I finished socks.  Pyroclastic, on Three Irish Girls Glenhaven Cashmerino in Rhubarb.  I love the color.  I love the yarn.  I love the shaped arch.  I modified the oattern to have one less cable repeat and therefore be smaller, and I don’t love that I didn’t realize it would make the point of the top of the foot happen between two cables instead of at the center of one.

I discovered Burnt Mills park and the wonderful boulders and creek there.  Can’t wait to go back and spend more time, and to explore further down the trail.

I spun yarn.  This is silk and merino from a Sanguine Gryphon batt that Christine gave me for Christmas a few years ago.  The color is called Blanche Fleur.  Its far from perfect, but it was the first time I had spun from a batt, the first time I spun silk, and the first time I made anything so lightweight.  (This is something like a sport weight.)  There is about 350 yards here, and I think it might want to be a shawlette when it grown up.

And, I visited Glen Echo for the first time in several years.  We rode the carousel (an original 1921 Dentzel).  It is magical.

I Can’t Be the Only Knitter…

…who has conversations with themselves on a regular basis that go something like this:
Me, having spotted lovely new yarn: Holy woah, look at that yarn.  It wants to come live with me.

Self:
Here we go……

Me: I’ve been looking for just that color.  And that color in that weight on that fiber?  I. need. it.

Self: Seriously?  I’m going to get coffee while you work through this.

Me: It would make the perfect Featherweight Cardigan.  I’ve been wanting to make that sweater since I first saw it.

Self, muttering from the kitchen: A stockinette sweater in laceweight?  After all the complaining you’ve done about knitting alpaca dk on size 3s?  *That’s* the sweater you want?

Me: It would hold up so well, and its just the right color.  It would match everything I own.  I would wear it every day.  It would only take two skeins.  I really, really need that yarn.

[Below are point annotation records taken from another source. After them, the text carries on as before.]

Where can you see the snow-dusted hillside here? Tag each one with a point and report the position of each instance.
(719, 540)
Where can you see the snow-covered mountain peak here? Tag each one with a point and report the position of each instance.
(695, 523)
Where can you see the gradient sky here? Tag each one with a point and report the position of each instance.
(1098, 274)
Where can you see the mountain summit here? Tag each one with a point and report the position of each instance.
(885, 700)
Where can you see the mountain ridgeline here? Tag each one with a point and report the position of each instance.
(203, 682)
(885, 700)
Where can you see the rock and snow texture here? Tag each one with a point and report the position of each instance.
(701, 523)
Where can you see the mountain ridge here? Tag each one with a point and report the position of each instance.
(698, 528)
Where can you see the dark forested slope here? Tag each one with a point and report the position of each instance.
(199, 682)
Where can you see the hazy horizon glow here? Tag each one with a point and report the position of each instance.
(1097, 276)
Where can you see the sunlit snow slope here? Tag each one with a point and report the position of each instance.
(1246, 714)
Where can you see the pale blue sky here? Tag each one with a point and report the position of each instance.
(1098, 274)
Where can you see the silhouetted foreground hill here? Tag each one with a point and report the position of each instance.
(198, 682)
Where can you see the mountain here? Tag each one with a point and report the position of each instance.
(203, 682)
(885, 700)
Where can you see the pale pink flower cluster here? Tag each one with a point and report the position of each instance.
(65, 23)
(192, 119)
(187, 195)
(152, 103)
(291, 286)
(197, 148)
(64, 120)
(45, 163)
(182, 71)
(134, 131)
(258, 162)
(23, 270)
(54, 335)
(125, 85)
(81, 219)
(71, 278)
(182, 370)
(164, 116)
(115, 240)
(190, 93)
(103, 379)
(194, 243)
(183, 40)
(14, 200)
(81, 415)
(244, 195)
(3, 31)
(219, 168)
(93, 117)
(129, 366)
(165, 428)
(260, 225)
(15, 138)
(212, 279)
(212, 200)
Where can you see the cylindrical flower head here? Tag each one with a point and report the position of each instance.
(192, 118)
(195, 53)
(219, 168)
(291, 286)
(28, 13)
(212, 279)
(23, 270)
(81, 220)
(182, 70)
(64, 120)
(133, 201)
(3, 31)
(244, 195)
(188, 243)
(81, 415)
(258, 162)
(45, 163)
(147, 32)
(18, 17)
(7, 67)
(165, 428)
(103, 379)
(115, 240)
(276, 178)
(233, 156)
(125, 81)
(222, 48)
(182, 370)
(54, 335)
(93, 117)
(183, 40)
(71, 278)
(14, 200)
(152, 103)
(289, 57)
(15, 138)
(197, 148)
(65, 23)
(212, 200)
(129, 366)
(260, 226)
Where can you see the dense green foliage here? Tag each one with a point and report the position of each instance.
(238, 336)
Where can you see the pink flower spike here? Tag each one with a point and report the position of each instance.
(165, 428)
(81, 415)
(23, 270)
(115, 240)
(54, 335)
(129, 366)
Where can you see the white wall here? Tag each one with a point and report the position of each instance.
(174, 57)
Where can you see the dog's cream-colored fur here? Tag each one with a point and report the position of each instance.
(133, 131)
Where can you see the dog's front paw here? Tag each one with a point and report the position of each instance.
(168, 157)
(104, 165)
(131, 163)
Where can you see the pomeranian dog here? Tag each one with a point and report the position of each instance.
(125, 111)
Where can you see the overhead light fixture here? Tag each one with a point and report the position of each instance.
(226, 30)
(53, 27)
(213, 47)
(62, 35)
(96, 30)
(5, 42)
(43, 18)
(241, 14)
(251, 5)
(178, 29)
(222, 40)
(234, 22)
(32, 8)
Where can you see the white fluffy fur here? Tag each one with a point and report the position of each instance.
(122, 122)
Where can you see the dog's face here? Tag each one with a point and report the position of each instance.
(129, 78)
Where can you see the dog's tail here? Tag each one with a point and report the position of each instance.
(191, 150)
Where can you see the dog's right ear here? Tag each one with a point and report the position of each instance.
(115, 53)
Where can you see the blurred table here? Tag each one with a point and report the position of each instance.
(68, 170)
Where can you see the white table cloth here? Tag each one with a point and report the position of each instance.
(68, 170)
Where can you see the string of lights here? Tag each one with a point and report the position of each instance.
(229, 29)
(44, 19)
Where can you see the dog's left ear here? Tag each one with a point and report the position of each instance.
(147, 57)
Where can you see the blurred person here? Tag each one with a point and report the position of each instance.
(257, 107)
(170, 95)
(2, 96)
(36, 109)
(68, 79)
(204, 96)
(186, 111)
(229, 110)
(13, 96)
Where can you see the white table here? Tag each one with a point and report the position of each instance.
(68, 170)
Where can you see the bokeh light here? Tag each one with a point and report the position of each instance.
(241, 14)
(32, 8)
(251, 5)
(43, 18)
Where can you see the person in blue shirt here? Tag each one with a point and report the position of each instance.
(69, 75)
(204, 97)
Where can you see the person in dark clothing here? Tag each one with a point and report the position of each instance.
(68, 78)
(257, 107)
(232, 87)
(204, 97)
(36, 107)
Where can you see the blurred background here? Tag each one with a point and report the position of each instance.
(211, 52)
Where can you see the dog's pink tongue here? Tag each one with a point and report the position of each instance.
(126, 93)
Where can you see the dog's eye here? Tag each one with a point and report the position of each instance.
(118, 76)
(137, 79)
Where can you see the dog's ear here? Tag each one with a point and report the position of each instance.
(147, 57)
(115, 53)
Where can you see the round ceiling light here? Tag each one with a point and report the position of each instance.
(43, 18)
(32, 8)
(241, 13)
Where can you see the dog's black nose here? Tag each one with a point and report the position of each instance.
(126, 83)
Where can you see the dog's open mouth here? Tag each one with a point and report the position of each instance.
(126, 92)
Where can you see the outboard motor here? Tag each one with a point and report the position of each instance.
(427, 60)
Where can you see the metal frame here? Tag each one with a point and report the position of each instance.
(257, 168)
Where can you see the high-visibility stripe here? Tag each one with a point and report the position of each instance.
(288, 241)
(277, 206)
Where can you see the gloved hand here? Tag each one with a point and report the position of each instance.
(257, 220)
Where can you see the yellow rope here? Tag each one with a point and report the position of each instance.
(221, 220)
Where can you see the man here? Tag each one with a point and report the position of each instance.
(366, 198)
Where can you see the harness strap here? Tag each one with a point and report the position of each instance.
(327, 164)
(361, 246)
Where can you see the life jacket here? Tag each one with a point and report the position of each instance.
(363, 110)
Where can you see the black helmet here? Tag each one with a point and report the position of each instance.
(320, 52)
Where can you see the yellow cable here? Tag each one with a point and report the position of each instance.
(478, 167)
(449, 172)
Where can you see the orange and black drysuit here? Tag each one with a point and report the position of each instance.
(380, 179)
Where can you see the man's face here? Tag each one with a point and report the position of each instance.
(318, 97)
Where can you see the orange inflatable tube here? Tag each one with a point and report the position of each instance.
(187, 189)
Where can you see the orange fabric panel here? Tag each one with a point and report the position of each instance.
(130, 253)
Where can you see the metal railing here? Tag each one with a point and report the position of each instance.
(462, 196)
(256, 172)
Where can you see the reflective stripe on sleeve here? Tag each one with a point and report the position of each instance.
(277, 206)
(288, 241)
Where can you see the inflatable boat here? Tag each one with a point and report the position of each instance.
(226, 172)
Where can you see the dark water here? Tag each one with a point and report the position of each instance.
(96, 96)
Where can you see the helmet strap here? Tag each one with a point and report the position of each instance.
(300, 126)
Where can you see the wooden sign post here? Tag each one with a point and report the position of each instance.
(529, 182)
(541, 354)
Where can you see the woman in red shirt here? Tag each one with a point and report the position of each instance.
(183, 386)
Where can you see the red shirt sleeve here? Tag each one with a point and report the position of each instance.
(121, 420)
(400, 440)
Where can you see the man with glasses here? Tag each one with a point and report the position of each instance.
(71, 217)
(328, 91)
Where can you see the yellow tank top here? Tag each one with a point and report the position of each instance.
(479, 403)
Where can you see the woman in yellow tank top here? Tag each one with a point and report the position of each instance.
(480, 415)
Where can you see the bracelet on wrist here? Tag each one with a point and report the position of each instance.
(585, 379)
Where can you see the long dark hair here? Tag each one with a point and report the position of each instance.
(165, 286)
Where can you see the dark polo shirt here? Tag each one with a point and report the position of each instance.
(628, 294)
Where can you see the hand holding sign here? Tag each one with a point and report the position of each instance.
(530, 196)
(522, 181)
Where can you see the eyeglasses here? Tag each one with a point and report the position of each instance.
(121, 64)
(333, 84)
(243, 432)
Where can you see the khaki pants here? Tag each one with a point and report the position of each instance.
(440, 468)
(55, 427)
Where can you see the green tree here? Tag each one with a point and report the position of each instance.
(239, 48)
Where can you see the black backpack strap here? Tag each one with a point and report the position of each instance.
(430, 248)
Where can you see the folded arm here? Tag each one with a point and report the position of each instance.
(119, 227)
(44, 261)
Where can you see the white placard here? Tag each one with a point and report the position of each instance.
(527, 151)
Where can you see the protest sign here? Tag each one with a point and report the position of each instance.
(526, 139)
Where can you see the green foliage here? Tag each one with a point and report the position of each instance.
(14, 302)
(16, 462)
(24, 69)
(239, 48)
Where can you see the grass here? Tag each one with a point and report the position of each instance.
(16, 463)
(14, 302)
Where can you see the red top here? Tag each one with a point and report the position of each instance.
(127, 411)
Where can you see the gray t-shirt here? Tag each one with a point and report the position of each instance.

Self: You know the needles you need are in another sweater–one that would also match everything you own.  You wanted to have it…last winter.  Maybe you could finish it by this winter, if you actually worked on it once in awhile.

Me: I could totally afford two skeins right now.  I think. Probably.  That sweater would totally be worth it.

Self, returning with coffee and eyeing the WIPs basket full of a sweater, a vest, two pairs of socks, a shawlette and a pair of mitts: ………

Me, gazing longingly at the picture of the yarn: …….

Self: Didn’t you just buy enough yarn to make a sweater? Its yummy and alpaca and silk.  And don’t you have the yarn for two *other* sweaters in your closet?  When do you think you’re going to make the Featherweight?

Me: Well.  Eventually. I’ll get to it.  If I had the yarn, I could knit it soon.

Self: Soon.  You say that a lot.  I don’t think that word means what you think it means.

Me: But I would knit it soon.  Its a summer sweater.  I’d knit it as soon as I got the yarn.

Self: Liar.  Liar, liar, pants on fire.  Besides.  You already decided you weren’t spending any more money on yarn.

Me: But that was before I found this yarn.  This yarn is worth buying.

Self: Sure. Its great yarn.  It’ll still be great yarn when you’re ready to start knitting that sweater.  Where, exactly, do you think its going to go between now and then?

Me: Well.  Um.  That is….

Self: That’s what I thought.  Knit what you have, and order the yarn when you’re ready to use it.

Me: But I want it now!  It will make me happy!

Self: Yeah, for two seconds after you open it, until you realize that you’re out of room to store yarn and were high on wool fumes when you thought you were going to knit it up right away.

Me: …..

Self: Close the window.  Walk away.  Go pet some cashmere.  It’ll be okay.